Dr. Bao-Ling Adam, a cancer researcher and proteomics expert, helped measure levels of FGF2 and VEGF - both proteins
- using a high-tech approach that enables evaluation of hundreds of proteins at one time. Cells
need protein to survive and cells normally keep some proteins they make and shed others, Dr. Adam says. Much as a blood test
can show what proteins are being secreted in the body, the researchers looked in the cell culture media where the cancer cells
resided to see what proteins were being secreted. "We wanted to see what kind
of molecules are released in the media and then what molecules attract stem cells," says Dr. Adam. They are still working
to identify other molecules that were secreted, but FGF2 and VEGF were definite standouts. "In
the case of breast cancer, FGF2 and VEGF meet the criteria as candidate molecules and we believe they have an important role
but are not the only answer as to why stem cells migrate," says Dr. Ritter, who specializes in reconstruction following mastectomy. The researchers say different kinds of tumors likely send out different growth factors to lure stem
cells. In fact, they've already
shown that melanoma also uses VEGF but not FGF2. "You don't want to treat every tumor alike," says Dr. Ritter.
They believe knowing the factors that help lead stem cells astray is an important first step in stopping the deadly
attraction. "The first generation of chemotherapy was more targeting the cell division of cancer," says Dr. Bieberich. "Now
we are entering a new phase where we are targeting more the communication pathways." Possibilities include using antibodies
or other small molecules to block growth factor receptors or even turning the tables on cancer by arming stem cells with a
mechanism to kill the cancer once they connect, he says.
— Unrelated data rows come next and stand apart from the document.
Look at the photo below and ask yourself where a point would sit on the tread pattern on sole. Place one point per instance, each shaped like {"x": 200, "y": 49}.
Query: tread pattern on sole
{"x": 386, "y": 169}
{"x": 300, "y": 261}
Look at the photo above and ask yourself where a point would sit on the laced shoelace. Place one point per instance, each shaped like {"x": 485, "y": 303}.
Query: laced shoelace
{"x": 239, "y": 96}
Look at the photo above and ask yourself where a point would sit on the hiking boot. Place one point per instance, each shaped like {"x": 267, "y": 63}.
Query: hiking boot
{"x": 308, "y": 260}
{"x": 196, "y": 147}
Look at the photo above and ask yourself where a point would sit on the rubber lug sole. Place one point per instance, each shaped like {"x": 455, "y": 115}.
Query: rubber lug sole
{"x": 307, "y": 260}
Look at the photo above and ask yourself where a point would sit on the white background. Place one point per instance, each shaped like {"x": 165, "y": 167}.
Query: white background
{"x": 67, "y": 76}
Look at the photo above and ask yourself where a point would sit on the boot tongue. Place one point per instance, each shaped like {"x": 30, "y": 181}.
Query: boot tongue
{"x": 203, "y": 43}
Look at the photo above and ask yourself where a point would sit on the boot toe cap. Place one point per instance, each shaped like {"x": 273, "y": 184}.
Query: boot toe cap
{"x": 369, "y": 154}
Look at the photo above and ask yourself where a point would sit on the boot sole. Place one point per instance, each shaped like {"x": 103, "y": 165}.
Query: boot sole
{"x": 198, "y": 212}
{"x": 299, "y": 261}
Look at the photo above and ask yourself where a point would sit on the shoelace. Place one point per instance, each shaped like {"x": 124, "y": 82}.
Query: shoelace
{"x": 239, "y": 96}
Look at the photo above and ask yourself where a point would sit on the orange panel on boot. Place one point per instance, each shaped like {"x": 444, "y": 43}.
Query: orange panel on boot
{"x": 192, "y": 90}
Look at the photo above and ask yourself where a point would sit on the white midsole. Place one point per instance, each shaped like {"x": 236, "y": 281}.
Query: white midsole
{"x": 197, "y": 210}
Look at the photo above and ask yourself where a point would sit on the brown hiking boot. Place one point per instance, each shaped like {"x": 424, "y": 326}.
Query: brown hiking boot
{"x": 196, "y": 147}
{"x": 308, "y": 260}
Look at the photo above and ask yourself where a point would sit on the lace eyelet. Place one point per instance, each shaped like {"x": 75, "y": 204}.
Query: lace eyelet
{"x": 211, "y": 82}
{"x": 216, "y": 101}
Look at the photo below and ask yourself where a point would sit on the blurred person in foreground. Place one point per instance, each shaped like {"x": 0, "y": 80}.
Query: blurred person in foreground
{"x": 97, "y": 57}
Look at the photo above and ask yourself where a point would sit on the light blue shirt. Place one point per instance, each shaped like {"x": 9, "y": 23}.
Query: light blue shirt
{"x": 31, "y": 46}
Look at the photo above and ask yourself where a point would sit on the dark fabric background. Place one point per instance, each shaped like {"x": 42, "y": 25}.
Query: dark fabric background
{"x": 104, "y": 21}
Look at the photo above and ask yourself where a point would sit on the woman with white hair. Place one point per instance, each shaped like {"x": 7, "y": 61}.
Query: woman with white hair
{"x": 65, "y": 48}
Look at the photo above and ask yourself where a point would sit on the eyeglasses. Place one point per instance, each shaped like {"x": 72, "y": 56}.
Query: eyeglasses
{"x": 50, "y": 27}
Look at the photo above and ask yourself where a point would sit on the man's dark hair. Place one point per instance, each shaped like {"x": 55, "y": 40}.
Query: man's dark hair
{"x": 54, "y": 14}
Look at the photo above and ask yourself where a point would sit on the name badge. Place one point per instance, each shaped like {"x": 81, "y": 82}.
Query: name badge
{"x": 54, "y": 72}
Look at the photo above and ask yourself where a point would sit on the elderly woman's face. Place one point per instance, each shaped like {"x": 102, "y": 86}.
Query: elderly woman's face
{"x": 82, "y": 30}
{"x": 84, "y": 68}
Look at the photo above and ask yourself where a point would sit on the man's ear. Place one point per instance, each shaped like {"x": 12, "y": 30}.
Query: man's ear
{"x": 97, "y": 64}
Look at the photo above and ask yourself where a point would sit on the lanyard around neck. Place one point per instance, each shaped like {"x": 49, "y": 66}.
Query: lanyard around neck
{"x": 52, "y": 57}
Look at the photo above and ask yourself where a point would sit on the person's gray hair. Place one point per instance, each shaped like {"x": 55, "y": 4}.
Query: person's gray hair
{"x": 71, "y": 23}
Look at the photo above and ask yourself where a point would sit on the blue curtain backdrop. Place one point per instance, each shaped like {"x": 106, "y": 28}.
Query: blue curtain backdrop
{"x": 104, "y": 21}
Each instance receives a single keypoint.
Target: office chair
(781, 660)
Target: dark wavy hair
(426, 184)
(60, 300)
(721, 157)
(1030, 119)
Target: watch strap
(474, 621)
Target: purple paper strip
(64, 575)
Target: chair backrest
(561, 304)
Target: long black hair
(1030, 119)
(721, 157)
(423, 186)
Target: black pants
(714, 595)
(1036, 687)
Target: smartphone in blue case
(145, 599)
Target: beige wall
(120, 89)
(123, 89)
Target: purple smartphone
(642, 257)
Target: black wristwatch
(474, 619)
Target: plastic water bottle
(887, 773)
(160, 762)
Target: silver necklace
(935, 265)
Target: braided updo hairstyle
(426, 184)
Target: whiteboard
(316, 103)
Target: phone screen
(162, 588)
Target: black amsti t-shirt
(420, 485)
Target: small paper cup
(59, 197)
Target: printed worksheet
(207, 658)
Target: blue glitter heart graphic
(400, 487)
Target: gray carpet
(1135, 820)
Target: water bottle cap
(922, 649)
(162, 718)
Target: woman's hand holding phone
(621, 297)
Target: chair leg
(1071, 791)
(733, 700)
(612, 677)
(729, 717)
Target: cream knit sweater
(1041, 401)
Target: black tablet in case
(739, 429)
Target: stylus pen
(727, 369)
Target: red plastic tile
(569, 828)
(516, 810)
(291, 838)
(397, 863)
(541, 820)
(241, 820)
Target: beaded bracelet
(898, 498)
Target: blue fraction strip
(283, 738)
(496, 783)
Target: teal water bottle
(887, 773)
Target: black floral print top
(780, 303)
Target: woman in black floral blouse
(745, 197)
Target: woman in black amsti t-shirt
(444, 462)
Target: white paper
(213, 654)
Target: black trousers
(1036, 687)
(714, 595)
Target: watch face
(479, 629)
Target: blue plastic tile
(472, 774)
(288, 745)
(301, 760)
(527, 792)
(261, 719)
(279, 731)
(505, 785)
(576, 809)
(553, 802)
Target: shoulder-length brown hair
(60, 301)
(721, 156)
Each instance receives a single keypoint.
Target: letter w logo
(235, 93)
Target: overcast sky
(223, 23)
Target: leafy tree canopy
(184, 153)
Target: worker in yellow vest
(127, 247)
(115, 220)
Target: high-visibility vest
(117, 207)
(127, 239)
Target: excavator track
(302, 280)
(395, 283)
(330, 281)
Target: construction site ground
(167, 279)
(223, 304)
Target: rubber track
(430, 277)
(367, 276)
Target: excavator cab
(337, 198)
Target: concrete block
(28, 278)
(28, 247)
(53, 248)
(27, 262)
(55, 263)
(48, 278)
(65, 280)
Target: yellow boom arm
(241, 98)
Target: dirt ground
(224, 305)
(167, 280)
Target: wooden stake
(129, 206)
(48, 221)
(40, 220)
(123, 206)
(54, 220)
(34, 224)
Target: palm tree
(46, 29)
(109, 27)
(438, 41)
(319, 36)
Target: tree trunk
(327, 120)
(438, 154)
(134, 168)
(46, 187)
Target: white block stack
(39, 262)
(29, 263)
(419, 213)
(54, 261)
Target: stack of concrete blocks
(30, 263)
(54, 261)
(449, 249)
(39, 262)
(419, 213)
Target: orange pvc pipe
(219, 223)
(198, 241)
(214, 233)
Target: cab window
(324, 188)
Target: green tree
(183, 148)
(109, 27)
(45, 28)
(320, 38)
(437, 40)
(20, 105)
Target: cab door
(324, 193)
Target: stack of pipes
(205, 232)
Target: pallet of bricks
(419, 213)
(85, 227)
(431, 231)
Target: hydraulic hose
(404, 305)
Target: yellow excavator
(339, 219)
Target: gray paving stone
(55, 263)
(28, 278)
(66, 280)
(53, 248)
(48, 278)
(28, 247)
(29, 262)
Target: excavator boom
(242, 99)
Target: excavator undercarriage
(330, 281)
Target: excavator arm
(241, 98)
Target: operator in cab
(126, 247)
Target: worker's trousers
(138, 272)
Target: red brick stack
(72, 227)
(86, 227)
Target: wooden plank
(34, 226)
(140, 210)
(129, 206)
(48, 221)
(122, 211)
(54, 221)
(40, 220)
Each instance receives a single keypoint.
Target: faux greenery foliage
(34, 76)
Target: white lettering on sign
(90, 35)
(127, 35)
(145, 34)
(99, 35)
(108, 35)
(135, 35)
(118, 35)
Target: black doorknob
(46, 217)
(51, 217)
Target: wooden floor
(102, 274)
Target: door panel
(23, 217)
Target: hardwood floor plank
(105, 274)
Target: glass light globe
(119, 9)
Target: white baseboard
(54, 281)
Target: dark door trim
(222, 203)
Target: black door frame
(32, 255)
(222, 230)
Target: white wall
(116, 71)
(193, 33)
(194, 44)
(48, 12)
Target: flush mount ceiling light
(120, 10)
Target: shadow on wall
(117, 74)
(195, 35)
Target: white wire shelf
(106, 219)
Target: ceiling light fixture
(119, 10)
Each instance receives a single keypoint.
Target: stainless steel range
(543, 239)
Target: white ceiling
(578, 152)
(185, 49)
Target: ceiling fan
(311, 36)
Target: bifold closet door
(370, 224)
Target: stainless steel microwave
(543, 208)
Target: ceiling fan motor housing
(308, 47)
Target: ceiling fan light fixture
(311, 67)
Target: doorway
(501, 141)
Dr. Perry has seen the need for options other than chemotherapy, radiation therapy or surgery in his relatively short
professional life. "What we are doing now is looking at more precise, specific ways to treat cancer on cellular level. This
requires an immense understanding of tumor biology and what is going on. We are trying to chip away at that puzzle." Dr. Perry is just completing a year of research in the laboratories of Drs. Bieberich
and Adam. He plans to pursue a plastic surgery fellowship after completing his surgery residency.
A significant part of the initial work for these studies was conducted by Kathryn Tucciarone, who worked as a research
assistant in Dr. Bieberich's lab. Dr. Jack Yu, chief of the Section of Plastic and Reconstructive Surgery, and Dr. Thomas
N. Wang, surgical oncologist, also supported the studies.